The findings from this work lay a solid foundation for future research in the domain of environmental monitoring and control in agricultural operations, specifically focusing on reducing particulate matter emissions during harvesting.
This section presents a detailed analysis of the results, offering a comprehensive understanding of the model’s performance and its comparative advantages over other methodologies. The discussion also paves the way for future research avenues, highlighting the significance of this work in bridging the gap between academic research and practical application.
5.2. Interactive Prediction Interface
The interactive prediction interface is a user-friendly tool designed to input the operational parameters of almond harvesters and receive instant predictions of PM2.5 emissions. It was developed using MATLAB’s GUI capabilities, allowing for a practical application of the model in real-world scenarios. Users can input values for the horizontal brush speed, angular velocity of vertical brushes, and forward speed, which are processed by the trained neural network to forecast PM2.5 levels. The interface is designed to be intuitive, requiring no prior programming knowledge, making it accessible to a wide range of users, from farmers to environmental regulators.
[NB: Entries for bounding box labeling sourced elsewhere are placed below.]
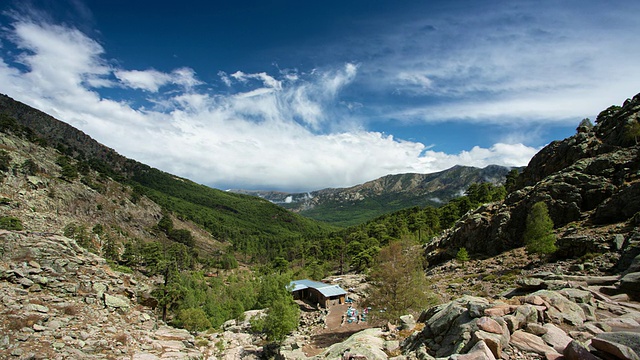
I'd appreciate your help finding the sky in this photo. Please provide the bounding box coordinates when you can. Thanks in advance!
[0,0,640,192]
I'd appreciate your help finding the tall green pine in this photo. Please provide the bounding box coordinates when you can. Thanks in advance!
[524,201,557,254]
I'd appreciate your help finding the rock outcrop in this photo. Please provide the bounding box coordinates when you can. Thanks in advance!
[426,94,640,264]
[402,288,640,359]
[0,230,204,360]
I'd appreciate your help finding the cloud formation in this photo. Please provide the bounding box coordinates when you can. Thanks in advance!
[0,2,640,191]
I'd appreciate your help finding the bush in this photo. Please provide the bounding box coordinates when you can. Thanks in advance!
[0,216,24,231]
[523,201,557,254]
[456,247,469,263]
[177,308,211,332]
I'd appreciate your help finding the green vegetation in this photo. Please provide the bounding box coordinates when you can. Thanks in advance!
[366,241,436,322]
[316,183,506,273]
[0,216,23,231]
[625,121,640,145]
[524,201,556,254]
[131,166,335,263]
[456,247,469,264]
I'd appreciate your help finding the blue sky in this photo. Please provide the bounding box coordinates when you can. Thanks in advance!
[0,0,640,191]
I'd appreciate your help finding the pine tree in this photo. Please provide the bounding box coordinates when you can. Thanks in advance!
[456,247,469,263]
[524,201,557,254]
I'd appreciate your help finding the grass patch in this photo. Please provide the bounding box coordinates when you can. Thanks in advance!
[107,260,133,274]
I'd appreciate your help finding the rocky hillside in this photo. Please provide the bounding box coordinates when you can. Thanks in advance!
[231,165,510,226]
[427,95,640,264]
[0,126,222,251]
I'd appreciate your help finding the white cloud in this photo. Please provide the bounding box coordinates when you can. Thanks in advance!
[114,70,171,92]
[0,15,556,190]
[231,71,282,90]
[114,68,202,92]
[356,1,640,125]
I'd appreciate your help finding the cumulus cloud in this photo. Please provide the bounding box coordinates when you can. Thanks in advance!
[352,1,640,125]
[114,70,171,92]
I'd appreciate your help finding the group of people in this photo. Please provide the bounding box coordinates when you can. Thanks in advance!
[342,305,371,325]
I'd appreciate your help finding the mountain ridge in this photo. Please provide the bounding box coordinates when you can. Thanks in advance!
[229,165,520,226]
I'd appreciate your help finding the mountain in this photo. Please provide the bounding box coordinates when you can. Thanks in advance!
[426,94,640,268]
[0,95,332,260]
[230,165,511,226]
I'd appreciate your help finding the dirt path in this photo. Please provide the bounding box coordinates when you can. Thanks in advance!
[302,304,373,356]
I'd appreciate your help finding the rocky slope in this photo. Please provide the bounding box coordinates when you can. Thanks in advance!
[230,165,510,225]
[427,91,640,264]
[0,126,221,251]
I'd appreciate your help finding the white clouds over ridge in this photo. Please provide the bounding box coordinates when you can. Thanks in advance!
[0,16,536,190]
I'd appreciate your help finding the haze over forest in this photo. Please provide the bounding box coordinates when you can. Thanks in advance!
[0,0,640,191]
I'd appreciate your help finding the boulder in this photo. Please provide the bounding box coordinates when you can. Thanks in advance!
[400,314,416,330]
[509,330,557,355]
[456,340,496,360]
[104,294,131,309]
[318,328,388,359]
[562,340,601,360]
[591,331,640,359]
[476,316,502,334]
[541,324,573,354]
[618,272,640,301]
[532,290,587,326]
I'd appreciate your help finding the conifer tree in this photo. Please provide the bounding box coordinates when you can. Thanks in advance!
[524,201,557,254]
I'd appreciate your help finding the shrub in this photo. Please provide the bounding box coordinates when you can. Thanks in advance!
[177,308,211,332]
[456,247,469,263]
[0,216,23,231]
[524,201,557,254]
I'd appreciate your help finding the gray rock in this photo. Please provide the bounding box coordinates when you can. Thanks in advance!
[592,331,640,355]
[25,304,49,313]
[542,324,573,354]
[509,330,557,355]
[532,290,587,326]
[400,314,416,330]
[618,272,640,301]
[93,282,107,299]
[558,288,593,304]
[104,294,131,309]
[456,340,496,360]
[612,234,624,251]
[562,340,601,360]
[591,337,640,360]
[318,328,388,360]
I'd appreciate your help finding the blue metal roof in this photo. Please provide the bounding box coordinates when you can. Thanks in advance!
[289,279,347,297]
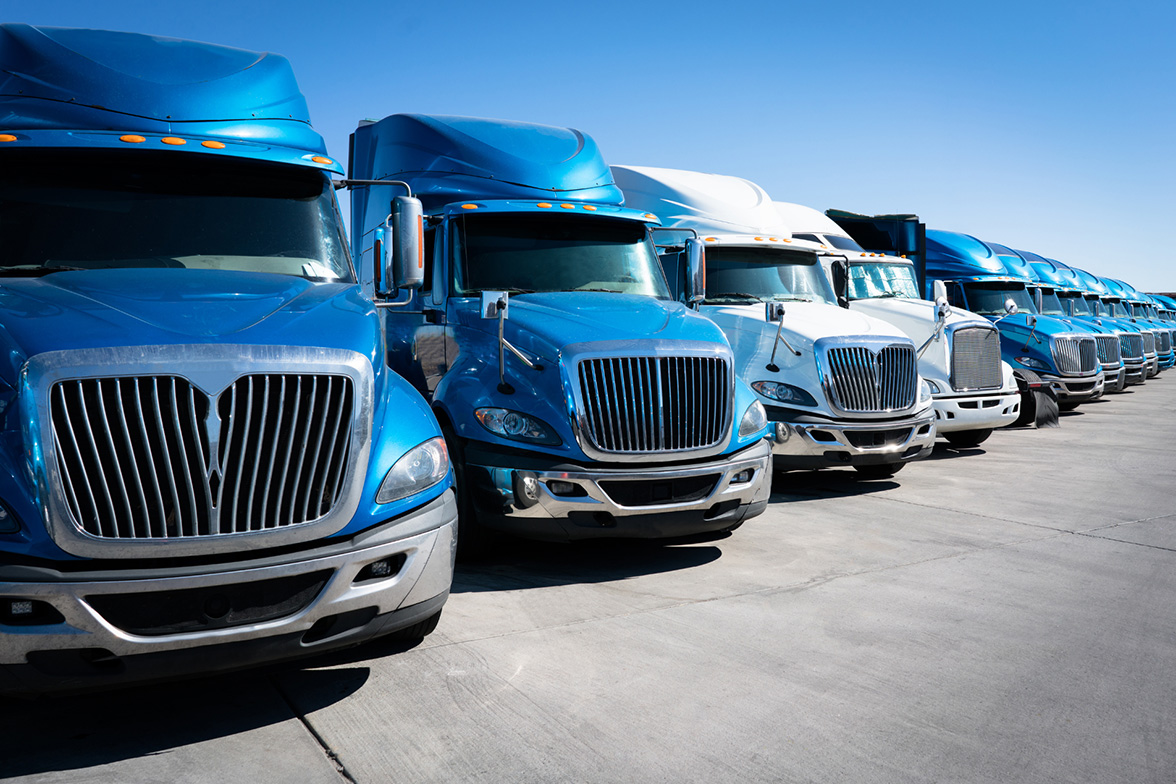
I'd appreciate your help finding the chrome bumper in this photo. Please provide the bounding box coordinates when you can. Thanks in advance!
[466,441,771,540]
[771,408,935,469]
[0,490,457,691]
[934,389,1021,435]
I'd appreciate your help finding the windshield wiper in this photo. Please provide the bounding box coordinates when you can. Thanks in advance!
[0,264,85,277]
[707,292,763,302]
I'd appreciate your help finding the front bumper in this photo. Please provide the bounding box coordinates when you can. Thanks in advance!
[0,490,457,692]
[934,389,1021,435]
[1041,370,1105,403]
[466,441,771,541]
[769,408,935,469]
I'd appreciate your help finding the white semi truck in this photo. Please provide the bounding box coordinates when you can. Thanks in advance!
[775,201,1021,447]
[613,166,935,478]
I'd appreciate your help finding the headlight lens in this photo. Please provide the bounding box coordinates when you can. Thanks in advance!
[739,401,768,438]
[474,408,560,447]
[751,381,816,406]
[1017,356,1050,370]
[375,437,449,503]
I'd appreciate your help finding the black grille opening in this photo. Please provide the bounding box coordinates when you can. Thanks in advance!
[86,569,332,637]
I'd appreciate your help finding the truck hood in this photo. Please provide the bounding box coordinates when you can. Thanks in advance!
[460,292,726,362]
[0,269,374,383]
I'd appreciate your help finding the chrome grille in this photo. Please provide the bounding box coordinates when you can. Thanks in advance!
[826,346,918,413]
[1054,337,1098,374]
[1118,333,1143,360]
[49,374,355,541]
[951,327,1003,391]
[1095,335,1123,364]
[579,356,734,454]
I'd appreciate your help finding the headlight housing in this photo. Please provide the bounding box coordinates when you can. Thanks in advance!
[375,436,449,503]
[751,381,816,406]
[739,401,768,438]
[474,408,560,447]
[1017,356,1050,370]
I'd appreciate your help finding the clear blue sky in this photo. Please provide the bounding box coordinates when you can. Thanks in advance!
[16,0,1176,292]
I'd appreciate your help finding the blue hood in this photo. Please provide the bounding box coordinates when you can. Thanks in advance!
[0,269,377,383]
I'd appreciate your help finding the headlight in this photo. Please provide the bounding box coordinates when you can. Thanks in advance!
[751,381,816,406]
[1017,356,1050,370]
[375,437,449,503]
[918,378,931,403]
[739,401,768,438]
[474,408,560,447]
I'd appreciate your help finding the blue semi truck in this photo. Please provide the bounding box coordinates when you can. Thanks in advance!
[927,229,1104,417]
[349,114,771,555]
[988,242,1128,393]
[0,25,457,692]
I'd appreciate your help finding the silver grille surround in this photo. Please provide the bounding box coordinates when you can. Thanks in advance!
[814,336,918,416]
[949,324,1004,391]
[560,341,735,462]
[1095,335,1123,367]
[22,344,373,558]
[1118,333,1143,360]
[1050,335,1098,376]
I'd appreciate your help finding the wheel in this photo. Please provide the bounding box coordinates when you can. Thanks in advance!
[441,422,492,561]
[943,428,993,449]
[388,610,441,642]
[854,463,906,480]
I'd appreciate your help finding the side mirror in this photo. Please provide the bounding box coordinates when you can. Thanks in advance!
[686,237,707,306]
[388,196,425,289]
[829,259,849,308]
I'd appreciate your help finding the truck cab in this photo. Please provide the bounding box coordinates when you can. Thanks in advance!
[613,166,935,477]
[0,25,457,691]
[988,242,1127,393]
[775,201,1021,447]
[927,229,1104,408]
[350,114,770,555]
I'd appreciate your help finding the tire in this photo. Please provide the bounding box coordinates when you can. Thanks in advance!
[441,422,493,561]
[388,610,441,643]
[854,463,907,480]
[943,428,993,449]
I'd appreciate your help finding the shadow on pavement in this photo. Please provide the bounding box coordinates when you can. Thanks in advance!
[453,540,730,594]
[0,659,370,780]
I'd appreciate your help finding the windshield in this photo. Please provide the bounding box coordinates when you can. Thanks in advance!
[849,263,922,300]
[0,150,354,282]
[1057,292,1095,316]
[453,213,669,299]
[1041,289,1070,316]
[964,283,1035,316]
[706,247,834,304]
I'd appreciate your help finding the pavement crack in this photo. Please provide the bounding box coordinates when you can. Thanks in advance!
[269,677,359,784]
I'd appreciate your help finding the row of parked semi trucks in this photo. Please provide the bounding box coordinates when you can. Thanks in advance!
[0,25,1171,691]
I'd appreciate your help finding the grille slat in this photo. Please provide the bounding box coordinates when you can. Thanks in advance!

5.3. Application of the Interface
The interface serves as a crucial link between theoretical research and on-the-ground application. It provides stakeholders with the ability to perform real-time estimations of PM2.5 emissions, a vital component for air quality management during almond harvesting. This tool can be a standalone application or part of an integrated system for comprehensive environmental monitoring, potentially equipped with automated data logging and analytics. The broader implication of this interface is its potential as a prototype for the future development of similar tools across various sectors, streamlining the process of data-driven decision-making for environmental management and sustainable practices.
This interactive interface also sets a precedent for developing similar predictive tools in agriculture and other industries where monitoring and controlling particulate matter emissions are crucial. This interface plays a pivotal role in translating academic research into practical solutions that contribute to sustainable agricultural practices by providing a tangible means for stakeholders to leverage the predictive model.
The development and deployment of the interactive prediction interface epitomizes the practical application of the research conducted in this project. By facilitating the real-time prediction of PM2.5 emissions, this interface significantly contributes to the advancement of environmental monitoring and control measures in almond harvesting operations and beyond.